\documentclass[11pt]{article}
\usepackage{latexsym}
\usepackage{amsmath}
\usepackage{amssymb}
\usepackage{amsthm}
\usepackage{epsfig}
\usepackage{graphicx}
\usepackage[fleqn,tbtags]{mathtools}
\newcommand{\handout}[5]{
\noindent
\begin{center}
\framebox{
\vbox{
\hbox to 5.78in { {\bf 6.440: Essential Coding Theory } \hfill #2 }
\vspace{4mm}
\hbox to 5.78in { {\Large \hfill #5 \hfill} }
\vspace{2mm}
\hbox to 5.78in { {\em #3 \hfill #4} }
}
}
\end{center}
\vspace*{4mm}
}
\newcommand{\lecture}[4]{\handout{#1}{#2}{#3}{Scribe: #4}{Lecture #1}}
\newtheorem{theorem}{Theorem}
\newtheorem{corollary}[theorem]{Corollary}
\newtheorem{lemma}[theorem]{Lemma}
\newtheorem{observation}[theorem]{Observation}
\newtheorem{proposition}[theorem]{Proposition}
\newtheorem{definition}[theorem]{Definition}
\newtheorem{claim}[theorem]{Claim}
\newtheorem{fact}[theorem]{Fact}
\newtheorem{assumption}[theorem]{Assumption}
\newtheorem{note}[theorem]{Note}
\newtheorem{notation}[theorem]{Notation}
% 1-inch margins, from fullpage.sty by H.Partl, Version 2, Dec. 15, 1988.
\topmargin 0pt
\advance \topmargin by -\headheight
\advance \topmargin by -\headsep
\textheight 8.9in
\oddsidemargin 0pt
\evensidemargin \oddsidemargin
\marginparwidth 0.5in
\textwidth 6.5in
\parindent 0in
\parskip 1.5ex
%\renewcommand{\baselinestretch}{1.25}
\begin{document}
\lecture{1 --- February 6, 2013}{Spring 2013}{Prof.\ Madhu Sudan}{Badih Ghazi}
\section{Administrative}
\begin{enumerate}
\item Instructor: Prof. Madhu Sudan; Email: madhu@mit.edu
\item Course website: http://people.csail.mit.edu/madhu/ST13/
\item Get added to the mailing list.
\item Course Requirements:
\begin{enumerate}
\item Hand in $3$-$4$ problem sets.
\item Scribe at least one lecture.
\item Complete a course project.
\end{enumerate}
\end{enumerate}
\section{History}
Two seminal papers in the field of coding theory are those of Claude Shannon and Richard Hamming, namely:
\begin{enumerate}
\item The 1948 paper ``A mathematical theory of communication'' \cite{shannon1948} of Shannon where he defined the notion of information.
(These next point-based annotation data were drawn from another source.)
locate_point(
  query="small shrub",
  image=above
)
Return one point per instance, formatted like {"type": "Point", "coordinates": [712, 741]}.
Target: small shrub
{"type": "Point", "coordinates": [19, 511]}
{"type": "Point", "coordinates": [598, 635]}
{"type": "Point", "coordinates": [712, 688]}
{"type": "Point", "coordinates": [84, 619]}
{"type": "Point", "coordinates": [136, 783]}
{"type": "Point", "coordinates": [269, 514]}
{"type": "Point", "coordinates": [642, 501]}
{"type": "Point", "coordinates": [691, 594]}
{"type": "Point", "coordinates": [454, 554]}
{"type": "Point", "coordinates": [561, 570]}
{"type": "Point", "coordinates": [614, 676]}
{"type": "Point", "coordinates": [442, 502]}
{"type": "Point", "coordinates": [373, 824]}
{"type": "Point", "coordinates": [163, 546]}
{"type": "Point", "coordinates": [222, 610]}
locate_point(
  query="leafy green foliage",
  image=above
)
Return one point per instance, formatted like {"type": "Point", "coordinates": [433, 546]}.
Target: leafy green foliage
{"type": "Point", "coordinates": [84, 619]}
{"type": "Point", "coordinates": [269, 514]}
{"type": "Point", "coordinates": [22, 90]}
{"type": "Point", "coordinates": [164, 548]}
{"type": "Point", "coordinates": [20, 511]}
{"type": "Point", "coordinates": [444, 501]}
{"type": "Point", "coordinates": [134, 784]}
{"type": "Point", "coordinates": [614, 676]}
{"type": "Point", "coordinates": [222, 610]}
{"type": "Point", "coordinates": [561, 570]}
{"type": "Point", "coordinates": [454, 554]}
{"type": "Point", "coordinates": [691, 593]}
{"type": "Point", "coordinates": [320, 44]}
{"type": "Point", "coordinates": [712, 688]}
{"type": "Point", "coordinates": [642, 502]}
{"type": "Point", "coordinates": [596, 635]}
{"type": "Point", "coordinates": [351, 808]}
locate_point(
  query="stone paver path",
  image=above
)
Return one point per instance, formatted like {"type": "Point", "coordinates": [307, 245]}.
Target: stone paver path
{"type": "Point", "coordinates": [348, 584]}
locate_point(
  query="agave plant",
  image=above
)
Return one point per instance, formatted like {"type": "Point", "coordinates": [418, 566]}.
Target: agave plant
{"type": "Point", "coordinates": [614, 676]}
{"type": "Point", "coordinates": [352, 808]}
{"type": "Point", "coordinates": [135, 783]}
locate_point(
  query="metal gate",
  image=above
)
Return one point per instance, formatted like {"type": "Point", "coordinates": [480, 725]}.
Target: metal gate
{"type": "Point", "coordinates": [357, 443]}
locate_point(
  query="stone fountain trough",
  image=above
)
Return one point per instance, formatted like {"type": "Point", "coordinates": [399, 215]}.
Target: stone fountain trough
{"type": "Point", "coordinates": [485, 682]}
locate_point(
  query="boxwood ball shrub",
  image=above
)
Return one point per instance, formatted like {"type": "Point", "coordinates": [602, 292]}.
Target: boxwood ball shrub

\item The 1950 paper ``Error detecting and error correcting codes'' \cite{hamming1950error} of Hamming.
\end{enumerate}
The two papers are very interelated but they have different prespectives on what is an error and how to correct it. In the Shannon model, the errors are drawn from a probability distribution whereas they are chosen adversarially in the Hamming model. In the rest of this lecture, we will introduce the Haming model. First, we give an example with a concrete setting of parameters before giving the formal definitions.
\section{Example}
Assume that we have a storage medium that can store a block of $63$ bits and that in the course of one week, one arbitrary (adversarially chosen) bit gets flipped. We would like to have a mechanism that determines which bit got flipped and figures out what the original piece of information was.
\subsection{The repetition code}
In order to encode a message, the repetition code repeats each symbol three times. For instance, the message $[a ~ b ~ c ~ d]$ is encoded by $[a ~ a ~ a ~ b ~ b ~ b ~ c ~ c ~ c ~ d ~ d ~ d]$. Now, assume that an arbitrary bit of the codeword gets flipped. Then, by taking a majority vote in each of the $4$ triplets, we can recover the original message. Note that for every bit of information, we store $3$ bits on the storage device, so the rate of this code is $1/3$. Note that the repetition code can recover some patterns of $2$ bit flips (in fact, it can recover all patterns that have at most one bit flipped in each block) but it cannot recover \emph{all} patterns of $2$ bit flips. Before the works of Hamming and Shannon, the common belief was that the repetition code was roughly the best code that one can construct. In his 1950 paper, Hamming gave $2$ schemes that improve on the repetition code and that we describe next.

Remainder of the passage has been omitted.